Over 50% reported their general physical health as excellent or very good and 46.9% as good or fair. On average, survivors reported close to 4 days (standard deviation = 6.8) in the previous month when their physical health was not good. Thirty-four percent reported having a cancer-related doctor's visit in the previous 6 months, 28% 6–12 months ago, 28% in 1–2 years ago, and 10% 2–5 years ago (not reported).
Value of follow-up care
Themes from the focus group discussions fell into two areas: personal versus provider reasons (Table 2). Personal reasons included feeling that follow-up care would bring peace of mind. Survivors felt reassured after a follow-up visit confirmed that their cancer had not returned or spread. One survivor described this as: “I think, also, it's that peace of mind that it allows, where you live a life where you're consumed with the what-ifs, but having the follow-up visits kind of reassures you … that the cancer has subsided and it's not continuing to spread.”
Table 2.
Thematic Structure for Value-Based Discussions
| Themes | Explanation |
|---|---|
| Personal | |
| Peace of mind | Follow-up visits help in detecting the recurrence or spread of cancer. To know that cancer is not recurring or spreading is reassuring. |
| Physical health | Follow-up visits help in managing physical health and identifying (i.e., early detection) late effects of chemotherapy and cancer. |
| Provider specific | |
| Relationship with providers | Survivors share a good relationship with their providers (doctor or nurse). Therefore, they value follow-up visits. |
| Adherence to medical guidelines | Follow-up visits are beneficial as doctors follow recommended medical guidelines, which increases survivors' confidence in these visits. |
Others felt that follow-up visits helped in managing their health and to provide early detection of other health conditions that may develop as a result of their cancer or cancer therapy.
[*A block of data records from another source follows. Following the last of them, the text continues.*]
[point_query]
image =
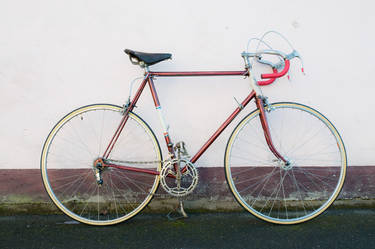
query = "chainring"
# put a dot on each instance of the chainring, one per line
(179, 184)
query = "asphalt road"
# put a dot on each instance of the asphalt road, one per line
(341, 229)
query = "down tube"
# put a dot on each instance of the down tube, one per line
(223, 126)
(125, 118)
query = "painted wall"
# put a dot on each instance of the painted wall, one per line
(59, 55)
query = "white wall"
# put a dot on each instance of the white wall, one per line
(59, 55)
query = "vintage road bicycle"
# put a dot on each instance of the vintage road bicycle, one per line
(284, 162)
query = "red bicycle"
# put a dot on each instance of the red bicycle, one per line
(284, 162)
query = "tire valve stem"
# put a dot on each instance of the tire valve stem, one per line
(98, 174)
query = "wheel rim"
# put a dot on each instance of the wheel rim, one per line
(272, 190)
(68, 171)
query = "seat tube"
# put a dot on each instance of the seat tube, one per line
(154, 94)
(266, 130)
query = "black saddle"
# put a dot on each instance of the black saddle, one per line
(146, 59)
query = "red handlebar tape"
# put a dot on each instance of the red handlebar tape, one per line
(277, 74)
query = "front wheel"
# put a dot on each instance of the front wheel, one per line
(70, 170)
(293, 192)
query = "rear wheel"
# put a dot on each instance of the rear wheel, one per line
(273, 190)
(69, 165)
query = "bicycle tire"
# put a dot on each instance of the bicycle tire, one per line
(70, 150)
(279, 193)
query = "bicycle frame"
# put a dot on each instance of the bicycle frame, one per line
(149, 80)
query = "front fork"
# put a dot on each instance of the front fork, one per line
(261, 102)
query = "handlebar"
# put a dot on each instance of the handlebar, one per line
(284, 64)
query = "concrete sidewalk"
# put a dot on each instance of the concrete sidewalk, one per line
(347, 228)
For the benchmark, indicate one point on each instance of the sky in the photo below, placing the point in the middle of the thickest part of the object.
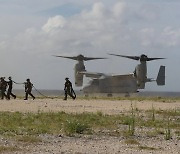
(31, 31)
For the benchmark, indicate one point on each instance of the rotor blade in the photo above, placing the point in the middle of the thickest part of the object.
(91, 58)
(149, 59)
(130, 57)
(73, 58)
(80, 58)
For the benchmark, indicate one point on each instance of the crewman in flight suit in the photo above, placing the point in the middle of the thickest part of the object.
(68, 89)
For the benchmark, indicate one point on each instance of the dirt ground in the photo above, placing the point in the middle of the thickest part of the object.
(91, 144)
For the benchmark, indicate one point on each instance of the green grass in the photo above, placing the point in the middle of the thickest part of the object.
(131, 141)
(146, 148)
(26, 127)
(4, 149)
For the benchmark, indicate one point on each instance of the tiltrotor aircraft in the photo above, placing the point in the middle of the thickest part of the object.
(103, 83)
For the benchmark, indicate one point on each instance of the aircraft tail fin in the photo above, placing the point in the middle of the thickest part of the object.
(161, 76)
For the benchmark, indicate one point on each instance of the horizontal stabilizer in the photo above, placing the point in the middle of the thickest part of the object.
(92, 74)
(161, 76)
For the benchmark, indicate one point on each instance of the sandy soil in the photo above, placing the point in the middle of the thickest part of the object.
(90, 144)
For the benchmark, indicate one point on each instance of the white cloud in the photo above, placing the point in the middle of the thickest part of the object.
(119, 9)
(54, 23)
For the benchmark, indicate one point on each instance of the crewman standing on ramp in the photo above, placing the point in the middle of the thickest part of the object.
(68, 89)
(28, 89)
(10, 86)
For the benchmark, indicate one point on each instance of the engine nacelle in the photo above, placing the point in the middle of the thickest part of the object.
(79, 67)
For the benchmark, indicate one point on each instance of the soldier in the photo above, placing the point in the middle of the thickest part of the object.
(3, 87)
(10, 86)
(68, 89)
(28, 89)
This was described by one survivor as a way of feeling in charge of their health as: “It's a proactive way of making sure that we are safe. For me, my cancer is really latent and probably the easiest to beat, but the problem is how I control my health.”
A related idea was the need to have better guidance for future concerns. Specifically, visits helped survivors identify potential side effects: “Yeah, the beneficial thing about follow-up visits is you don't really know how to expect or anticipate the side-effects that come from cancer, and so as you're experiencing those, through follow-up, the doctors are able to help you overcome those challenges.”
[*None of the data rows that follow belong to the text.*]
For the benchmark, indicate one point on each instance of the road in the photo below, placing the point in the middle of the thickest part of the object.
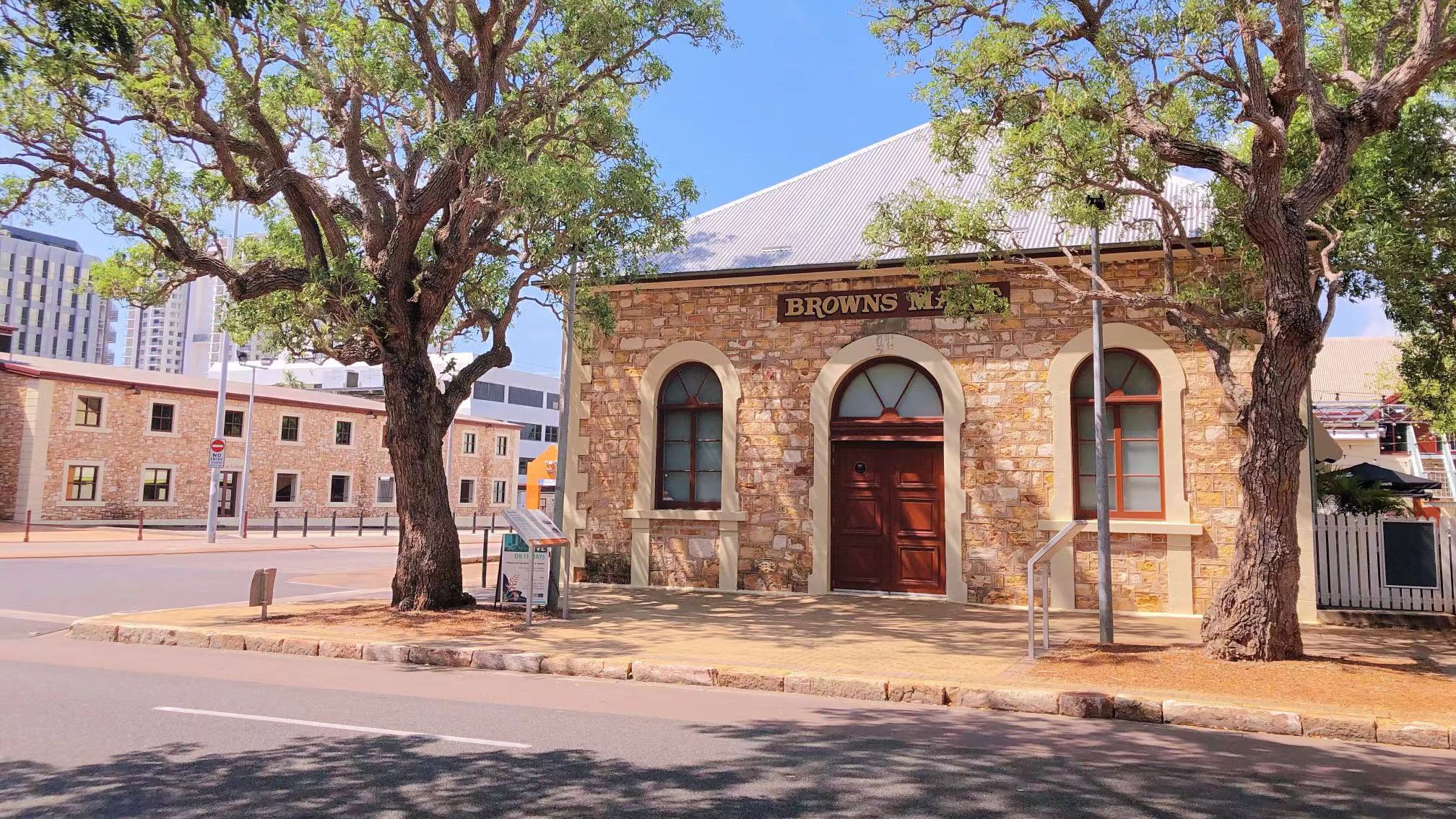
(269, 734)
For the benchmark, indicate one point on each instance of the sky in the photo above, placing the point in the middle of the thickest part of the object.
(807, 85)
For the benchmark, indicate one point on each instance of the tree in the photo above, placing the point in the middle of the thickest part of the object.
(1113, 97)
(418, 165)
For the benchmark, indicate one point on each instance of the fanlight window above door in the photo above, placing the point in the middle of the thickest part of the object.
(890, 389)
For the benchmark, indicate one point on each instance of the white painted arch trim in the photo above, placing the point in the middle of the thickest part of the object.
(822, 408)
(644, 500)
(1174, 382)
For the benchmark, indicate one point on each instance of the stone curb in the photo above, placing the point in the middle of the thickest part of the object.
(1079, 704)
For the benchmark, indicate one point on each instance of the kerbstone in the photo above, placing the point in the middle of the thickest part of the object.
(1231, 717)
(1138, 708)
(341, 650)
(829, 685)
(914, 691)
(94, 631)
(676, 674)
(1085, 704)
(750, 680)
(1416, 734)
(440, 656)
(1335, 726)
(1024, 700)
(386, 653)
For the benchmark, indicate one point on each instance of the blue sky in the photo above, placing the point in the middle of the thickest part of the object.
(807, 85)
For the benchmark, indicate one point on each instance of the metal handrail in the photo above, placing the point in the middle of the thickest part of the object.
(1065, 534)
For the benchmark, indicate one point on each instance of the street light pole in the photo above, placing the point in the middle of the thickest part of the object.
(1104, 537)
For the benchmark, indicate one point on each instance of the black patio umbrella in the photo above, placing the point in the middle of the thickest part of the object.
(1398, 482)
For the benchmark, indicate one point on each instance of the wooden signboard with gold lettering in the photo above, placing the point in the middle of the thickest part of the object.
(880, 303)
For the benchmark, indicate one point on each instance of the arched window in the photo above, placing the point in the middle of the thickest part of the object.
(690, 432)
(1133, 432)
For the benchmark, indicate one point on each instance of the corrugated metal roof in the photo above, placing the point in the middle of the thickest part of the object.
(236, 389)
(819, 217)
(1354, 369)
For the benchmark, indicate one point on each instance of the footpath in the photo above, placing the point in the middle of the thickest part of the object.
(1368, 685)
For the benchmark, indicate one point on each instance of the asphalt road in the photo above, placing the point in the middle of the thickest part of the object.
(47, 594)
(83, 738)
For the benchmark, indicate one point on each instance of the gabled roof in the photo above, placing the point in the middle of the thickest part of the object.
(1354, 369)
(57, 369)
(817, 219)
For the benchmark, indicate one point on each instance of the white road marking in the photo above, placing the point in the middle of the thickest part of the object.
(43, 617)
(337, 726)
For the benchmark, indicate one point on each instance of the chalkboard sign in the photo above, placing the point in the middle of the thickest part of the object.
(1410, 554)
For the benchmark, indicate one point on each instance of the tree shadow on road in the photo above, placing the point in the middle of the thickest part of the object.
(844, 763)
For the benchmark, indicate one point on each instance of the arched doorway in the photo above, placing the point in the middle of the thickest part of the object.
(887, 481)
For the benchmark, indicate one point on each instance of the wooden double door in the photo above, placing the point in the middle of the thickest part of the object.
(888, 516)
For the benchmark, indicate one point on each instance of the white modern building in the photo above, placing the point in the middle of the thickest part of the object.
(44, 296)
(521, 395)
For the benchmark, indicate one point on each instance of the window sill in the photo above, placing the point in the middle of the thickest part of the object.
(1130, 526)
(683, 515)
Survivors also reported provider-related reasons for valuing follow-up care. The most salient reason was sharing a good relationship with their providers, which extended beyond clinical relationship to a key source of social support: “I don't mind going back and seeing the people that I spent a lot of time with because it's kind of like a little close family to me.”
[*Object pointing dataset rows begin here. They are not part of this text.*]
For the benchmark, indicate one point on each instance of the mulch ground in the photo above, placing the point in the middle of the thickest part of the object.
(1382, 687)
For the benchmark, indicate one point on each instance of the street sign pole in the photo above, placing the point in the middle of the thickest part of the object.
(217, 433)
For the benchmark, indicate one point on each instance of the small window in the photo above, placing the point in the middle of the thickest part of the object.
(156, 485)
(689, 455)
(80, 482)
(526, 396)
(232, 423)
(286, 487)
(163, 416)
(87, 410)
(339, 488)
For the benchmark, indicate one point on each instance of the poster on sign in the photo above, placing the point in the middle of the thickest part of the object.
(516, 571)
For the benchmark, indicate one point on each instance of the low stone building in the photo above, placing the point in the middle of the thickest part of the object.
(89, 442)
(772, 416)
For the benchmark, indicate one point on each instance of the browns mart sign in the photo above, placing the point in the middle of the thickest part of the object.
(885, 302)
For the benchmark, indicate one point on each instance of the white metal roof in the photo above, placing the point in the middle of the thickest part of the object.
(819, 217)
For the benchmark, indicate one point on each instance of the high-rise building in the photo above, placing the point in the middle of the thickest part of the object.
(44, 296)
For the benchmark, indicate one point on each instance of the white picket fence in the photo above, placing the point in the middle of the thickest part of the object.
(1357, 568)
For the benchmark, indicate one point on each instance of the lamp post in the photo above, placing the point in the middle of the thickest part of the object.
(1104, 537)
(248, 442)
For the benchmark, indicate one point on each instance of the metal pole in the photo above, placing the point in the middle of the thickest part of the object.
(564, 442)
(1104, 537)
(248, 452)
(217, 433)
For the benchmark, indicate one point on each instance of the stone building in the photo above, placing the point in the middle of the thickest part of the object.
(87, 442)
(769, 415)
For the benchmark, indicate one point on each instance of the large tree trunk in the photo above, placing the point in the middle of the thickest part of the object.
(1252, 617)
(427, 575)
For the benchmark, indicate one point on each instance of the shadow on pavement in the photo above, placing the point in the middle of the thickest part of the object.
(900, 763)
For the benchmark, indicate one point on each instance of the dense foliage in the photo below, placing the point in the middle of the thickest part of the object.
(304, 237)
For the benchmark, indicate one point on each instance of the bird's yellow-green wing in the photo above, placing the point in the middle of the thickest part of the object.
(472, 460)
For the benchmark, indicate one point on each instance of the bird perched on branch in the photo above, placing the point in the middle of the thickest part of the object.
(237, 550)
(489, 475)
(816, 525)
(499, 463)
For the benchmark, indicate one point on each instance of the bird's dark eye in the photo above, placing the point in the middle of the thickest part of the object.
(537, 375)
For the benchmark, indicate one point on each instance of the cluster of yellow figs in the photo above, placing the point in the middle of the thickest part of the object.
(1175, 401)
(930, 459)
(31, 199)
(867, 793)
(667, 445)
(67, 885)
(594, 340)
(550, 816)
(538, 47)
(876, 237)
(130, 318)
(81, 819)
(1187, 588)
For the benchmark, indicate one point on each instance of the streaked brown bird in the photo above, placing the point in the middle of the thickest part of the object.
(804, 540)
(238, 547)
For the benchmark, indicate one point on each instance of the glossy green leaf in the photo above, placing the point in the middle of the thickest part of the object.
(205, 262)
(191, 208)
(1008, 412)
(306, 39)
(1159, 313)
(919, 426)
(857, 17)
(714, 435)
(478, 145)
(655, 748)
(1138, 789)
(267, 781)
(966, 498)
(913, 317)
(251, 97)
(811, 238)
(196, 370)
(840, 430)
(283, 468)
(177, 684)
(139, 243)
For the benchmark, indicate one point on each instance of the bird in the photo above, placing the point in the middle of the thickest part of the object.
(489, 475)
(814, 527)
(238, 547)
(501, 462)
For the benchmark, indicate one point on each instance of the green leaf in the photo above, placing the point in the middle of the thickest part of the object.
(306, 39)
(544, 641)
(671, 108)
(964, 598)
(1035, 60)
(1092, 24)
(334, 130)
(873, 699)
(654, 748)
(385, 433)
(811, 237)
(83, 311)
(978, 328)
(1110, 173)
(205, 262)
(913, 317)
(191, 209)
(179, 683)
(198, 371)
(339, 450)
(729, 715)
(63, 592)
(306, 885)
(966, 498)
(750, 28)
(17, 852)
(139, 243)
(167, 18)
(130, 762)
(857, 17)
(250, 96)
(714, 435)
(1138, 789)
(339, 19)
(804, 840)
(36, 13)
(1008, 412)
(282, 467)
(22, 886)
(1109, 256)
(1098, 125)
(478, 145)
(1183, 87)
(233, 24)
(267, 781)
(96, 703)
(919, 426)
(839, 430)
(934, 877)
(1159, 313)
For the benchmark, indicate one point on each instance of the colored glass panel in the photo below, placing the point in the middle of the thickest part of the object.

Some survivors indicated that they valued follow-up care because they felt their doctor did a good job of providing recommended care, which increased their confidence. One survivor stated that during his visits, “[the doctor] would always go back to the cancer institution's recommended scheduled visits, and what they recommend based on my diagnosis. It kind of took out the emotion of it, and it was this is why they recommend it, this is why we prescribe it.” That is, clear recommendations from providers were a key to survivors' feeling as though they had good guidance for their healthcare after treatment ended.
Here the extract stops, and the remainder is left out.